Upon successful completion of its Phase 1 evaluation of SPR741, Spero will introduce first combination product to emerge from this franchise, namely a combination of SPR741 with a generic Gram-positive antibiotic. This combination exhibits potent efficacy against life threating Gram-negative organism including E. coli, K. pneumoniae and A. baumannii, including drug resistant variants like extended-spectrum beta-lactamases (ESBLs), and Carbapenem-resistant Enterobacteriaceae (CRE). Additionally, this approach will enable Spero to leverage a deep safety database and broad usage/availability across the world in the partner antibiotic and the combination will qualify for various regulatory incentives including accelerated 505b2 filing, and Qualified Infectious Disease Product (QIDP) designation, which allows for fast track approval and 5 additional years of exclusivity.

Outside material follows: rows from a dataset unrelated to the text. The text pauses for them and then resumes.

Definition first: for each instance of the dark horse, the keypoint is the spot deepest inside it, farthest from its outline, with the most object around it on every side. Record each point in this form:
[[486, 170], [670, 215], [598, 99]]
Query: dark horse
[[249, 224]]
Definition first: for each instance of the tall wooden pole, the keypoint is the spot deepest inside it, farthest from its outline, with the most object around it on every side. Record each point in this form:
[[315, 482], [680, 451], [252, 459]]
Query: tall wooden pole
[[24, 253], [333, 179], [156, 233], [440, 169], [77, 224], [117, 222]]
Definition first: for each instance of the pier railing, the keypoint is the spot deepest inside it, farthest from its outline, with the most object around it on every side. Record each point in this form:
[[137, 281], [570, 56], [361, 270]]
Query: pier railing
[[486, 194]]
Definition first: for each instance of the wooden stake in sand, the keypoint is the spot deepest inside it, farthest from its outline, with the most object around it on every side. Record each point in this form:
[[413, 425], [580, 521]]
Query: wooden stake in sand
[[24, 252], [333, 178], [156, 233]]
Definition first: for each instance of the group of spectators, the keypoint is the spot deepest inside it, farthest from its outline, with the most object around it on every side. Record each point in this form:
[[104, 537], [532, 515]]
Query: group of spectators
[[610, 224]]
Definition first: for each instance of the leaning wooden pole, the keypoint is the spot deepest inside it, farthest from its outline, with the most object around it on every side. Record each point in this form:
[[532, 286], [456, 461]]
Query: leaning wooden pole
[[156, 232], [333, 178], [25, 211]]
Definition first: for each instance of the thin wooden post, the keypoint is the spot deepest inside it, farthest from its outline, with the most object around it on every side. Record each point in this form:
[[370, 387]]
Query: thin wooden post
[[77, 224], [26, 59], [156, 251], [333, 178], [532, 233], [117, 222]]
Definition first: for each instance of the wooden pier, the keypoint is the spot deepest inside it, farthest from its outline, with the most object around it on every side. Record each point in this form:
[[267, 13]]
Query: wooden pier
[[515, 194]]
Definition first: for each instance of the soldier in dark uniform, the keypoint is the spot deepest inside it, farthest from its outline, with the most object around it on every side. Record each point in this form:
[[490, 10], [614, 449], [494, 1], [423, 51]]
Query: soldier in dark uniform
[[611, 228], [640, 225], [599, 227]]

Given the broad potentiation exhibited by SPR741, we expect this to be the first of multiple combinations to enter clinical use akin to the experience of combining beta-lactamase inhibitors with multiple generic and novel beta-lactams.

Certainly significant focus and energy has been spent over the past 2 years taking SR741 from concept to clinical stage asset, but Spero has also spent time building knowledge and deployable technologies to further refine our understanding of structure-activity and structure-toxicity relationships of these unique molecules. In so doing, Spero has assembled a platform of assets capable of addressing multiple areas of unmet need.

The future of SPR741, and Potentiators broadly, is an exciting one and all of us at Spero are excited at the potential to significantly impact the practice of infectious disease medicine and provide clinicians and patients alike more options.